Compliant Review Requesting at Scale

Review collection becomes harder as the number of locations grows. A single-location business may rely on the owner or manager. A multi-location brand needs a consistent system.

Start by defining who qualifies for a review request. Usually, this includes customers who completed a real visit, purchase, appointment, service call, consultation, reservation, or delivery.

Then standardize timing. The best timing depends on the industry. A restaurant may ask within hours. A home services company may wait until the job is complete. A healthcare provider may need a more careful process after the appointment.

The language should stay neutral. A compliant review request should not pressure the customer to leave a positive review.

Good example:

Thank you for visiting our [location] team. We value your feedback and would appreciate it if you shared your experience on Google.

Risky example:

If you had a 5-star experience, please leave us a Google review. If not, contact us privately so we can make it right.

The second version creates a filter because it routes positive feedback publicly and negative feedback privately.

For scale, brands should also use location-level reporting. Each location should be measured on review request volume, review growth, response time, rating trends, and recurring themes.

Be careful with incentives. Rewarding employees only for 5-star reviews can create pressure to ask only happy customers. A better scorecard focuses on consistency and service quality.

Useful metrics include:

  • Percentage of eligible customers receiving a request
    ● Review response time
    ● Complaint resolution time
    ● Review volume by location
    ● Recurring issue themes
    ● Average rating trend over time

Multi-location brands should also audit their review software. If a platform asks customers to rate their experience first and only sends happy customers to Google, the workflow needs to be changed. The tool may still be useful for surveys, but the public review request should not depend on the customer’s sentiment.

Practical Review Request Templates

Email template

Subject: How was your visit to [Location name]?

Hi [First name],

Thank you for choosing [Brand name]. We value your feedback and use it to improve the experience across our locations.

If you have a moment, please share your experience on Google:

[Review link]

Thank you,
The [Brand name] team

SMS template

Thank you for visiting [Brand name] in [City]. We’d appreciate your feedback. You can share your experience here: [Review link]

In-person script

Thanks for coming in today. We really appreciate customer feedback. You can scan this QR code if you’d like to share your experience on Google.

QR code wording

Tell us about your experience with [Location name].
Scan to leave a Google review.

Keep the wording neutral. Avoid phrases like “Loved us?” or “Had a 5-star experience?” because they suggest the request is mainly for happy customers.

FAQ

Is review gating banned by Google?

Yes. Google’s policies prohibit discouraging negative reviews and selectively asking only happy customers for positive reviews.

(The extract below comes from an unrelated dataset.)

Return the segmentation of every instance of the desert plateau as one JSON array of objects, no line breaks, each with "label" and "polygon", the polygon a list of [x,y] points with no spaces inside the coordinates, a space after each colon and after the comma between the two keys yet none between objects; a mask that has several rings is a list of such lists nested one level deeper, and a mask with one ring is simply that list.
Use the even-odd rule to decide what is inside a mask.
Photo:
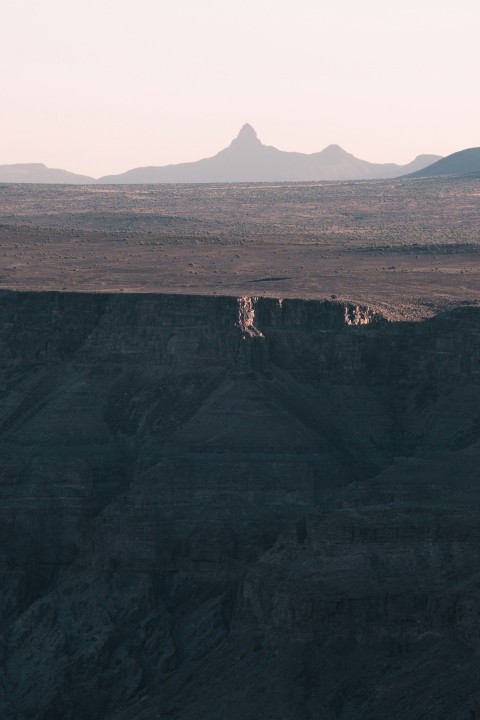
[{"label": "desert plateau", "polygon": [[0,287],[339,299],[414,319],[479,288],[480,175],[0,185]]}]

Reviews should reflect genuine customer experiences.

Can we send a private survey before asking for a review?

Yes, but the survey should not decide who gets the review link. If only happy customers receive the Google review request, that becomes review gating.

Can we ask unhappy customers to contact support?

Yes. You can ask customers to contact support, but not as a replacement for giving them the same public review opportunity as everyone else.

Can employees ask customers for reviews in person?

Yes, as long as they ask neutrally. Staff should not pressure customers, offer incentives, or ask only visibly happy customers.

Can we offer a discount for leaving a review?

No. Incentives for posting, changing, or removing reviews are not compliant with Google’s policies.

What should multi-location brands do instead of review gating?

They should send neutral review requests to all eligible customers, use consistent timing, track location-level performance, respond to reviews, and resolve customer issues through a separate support process.

Should negative reviews be handled offline?

The public response should acknowledge the issue professionally. Detailed conversations should usually move offline, especially when private customer information is involved.